What else decreases your credit score? Having late payments. If you have late payments reported to the credit score agencies, the natural conclusion is that you have difficulty meeting our monthly obligations. If that is the case, it just makes sense that lenders should be cautious about lending your more money.

What other information do the credit score agencies consider bad? Having a lot of account activity over a short period of time. If a lot of different companies are accessing your credit score at around the same time, it indicates that you are shopping around for credit and that you may be taking on too much debt. It is a red flag and can lower your credit rating. However, accessing your own credit report has no effect whatsoever on your credit score, so do not worry about that.

Do all three credit score agencies give you the same score? Not necessarily. Lenders realize this, so they generally use the average of all three scores. They may only use one agency, also, but that is usually not in your best interest, because what happens if they just happen to use the one that has incorrect data about you? Ever heard of Murphys Law? Usually, the reason for the different score is that not all three credit score agencies have the same data. Not every creditor reports everything to each agency. Check your report regularly and correct errors in a timely fashion; keeping a good credit rating in a harsh economy is tough enough without having mistakes in your file.

Financial Lenders

Wednesday, October 31st, 2012

Today, many people are taking advantage of record low interest rates to refinance their home. Still others are taking full advantage of a buyers market to buy their first home or move up to a bigger, nicer home. No matter which of these describes you, you will need to find good financial lenders.

We have all seen first hand just what loose lending practices have done to the overall economy. Unfortunately, as with most things, the pendulum is swinging far to the other side; financial lenders are getting even more strict about their rules when lending.

That doesn’t mean it is impossible to get a loan, but it will be a lot more challenging and if your credit is bad or you don’t have a down payment your odds of getting approved are not good at all.

The first thing you should do is try to clear up any credit issues you have long before you are even thinking of buying a home. The sooner you start to get your credit in shape, the better off you will be.

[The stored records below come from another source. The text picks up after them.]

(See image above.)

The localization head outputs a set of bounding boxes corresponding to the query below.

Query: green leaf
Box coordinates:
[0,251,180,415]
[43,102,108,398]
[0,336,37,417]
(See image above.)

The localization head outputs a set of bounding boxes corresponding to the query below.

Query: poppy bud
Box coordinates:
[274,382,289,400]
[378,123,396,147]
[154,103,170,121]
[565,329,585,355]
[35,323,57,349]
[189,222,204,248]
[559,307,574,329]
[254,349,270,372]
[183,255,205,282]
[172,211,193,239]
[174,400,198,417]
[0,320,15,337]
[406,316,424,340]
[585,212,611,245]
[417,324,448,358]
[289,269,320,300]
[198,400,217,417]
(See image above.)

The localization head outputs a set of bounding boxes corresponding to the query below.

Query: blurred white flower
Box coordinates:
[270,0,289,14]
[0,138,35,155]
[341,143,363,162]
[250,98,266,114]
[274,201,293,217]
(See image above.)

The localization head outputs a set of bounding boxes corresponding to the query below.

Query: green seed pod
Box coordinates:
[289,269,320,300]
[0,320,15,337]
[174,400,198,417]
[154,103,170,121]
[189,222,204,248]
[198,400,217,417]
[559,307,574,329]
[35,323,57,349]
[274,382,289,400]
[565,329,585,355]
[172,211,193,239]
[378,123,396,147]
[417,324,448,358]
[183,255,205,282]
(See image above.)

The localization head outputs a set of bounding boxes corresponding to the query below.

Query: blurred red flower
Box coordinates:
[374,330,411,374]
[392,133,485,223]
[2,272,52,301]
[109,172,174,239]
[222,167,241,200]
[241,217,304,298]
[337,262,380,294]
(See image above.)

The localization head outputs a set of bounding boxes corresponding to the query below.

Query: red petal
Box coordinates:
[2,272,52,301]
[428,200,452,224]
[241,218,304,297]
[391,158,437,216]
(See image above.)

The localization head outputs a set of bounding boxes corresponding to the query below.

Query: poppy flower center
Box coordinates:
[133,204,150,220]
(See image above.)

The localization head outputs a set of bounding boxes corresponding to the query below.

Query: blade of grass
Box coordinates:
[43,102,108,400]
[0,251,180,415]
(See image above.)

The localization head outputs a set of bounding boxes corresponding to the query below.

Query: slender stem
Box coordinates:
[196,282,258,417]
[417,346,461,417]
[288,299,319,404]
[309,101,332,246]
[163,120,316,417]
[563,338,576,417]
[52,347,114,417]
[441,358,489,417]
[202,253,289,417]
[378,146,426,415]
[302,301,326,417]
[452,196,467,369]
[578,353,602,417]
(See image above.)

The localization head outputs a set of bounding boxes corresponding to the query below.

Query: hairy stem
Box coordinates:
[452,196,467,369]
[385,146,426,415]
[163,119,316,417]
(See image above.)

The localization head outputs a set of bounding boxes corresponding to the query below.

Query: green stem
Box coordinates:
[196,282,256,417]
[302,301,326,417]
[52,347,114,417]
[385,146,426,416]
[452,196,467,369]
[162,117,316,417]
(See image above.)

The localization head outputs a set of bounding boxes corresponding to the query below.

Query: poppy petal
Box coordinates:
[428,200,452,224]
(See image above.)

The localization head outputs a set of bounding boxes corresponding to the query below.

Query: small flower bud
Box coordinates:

Next, start saving for the down payment. Having a significant down payment may make a less than stellar credit report a little more palatable for a lender.

When you have your affairs in order and are ready to start your search for a loan you will want to follow these steps:

1. Remember, not all lenders are created equal. You want to find one that offers the best combination of good rates and ethical lending practices.

And you don’t have to stay local either, if you don’t want to. Your first step should be to ask family, friends and your realtor for referrals.

Find the names of several lenders that meet all these criteria then start comparing rates and services to make your final pick.

2. When you are compiling your list of possible lenders make sure you check that all of them are in good standing with the Better Business Bureau and any state regulating organizations.

3. Now that you have a list of several reputable lenders it is time to start comparing rates. Interest rate is one of the important things to consider, but it is not the only thing to consider.

Closing costs as well as just how helpful the loan officer is are also things to consider.

Recently, a friend and her husband were buying their first home. They had a loan officer who was absolutely terrible!

She forgot to call and let them know when they needed to get paperwork in so they were often left scrambling at the last minute to find the paperwork and get it in one time.

So, don’t underestimate the importance of a loan officer who knows what they are doing and is up on everything.

When you are buying a home, finding the best financial lenders is as important as finding just the right house. Getting a great rate is very important, but it is not the only thing you should be taking into consideration.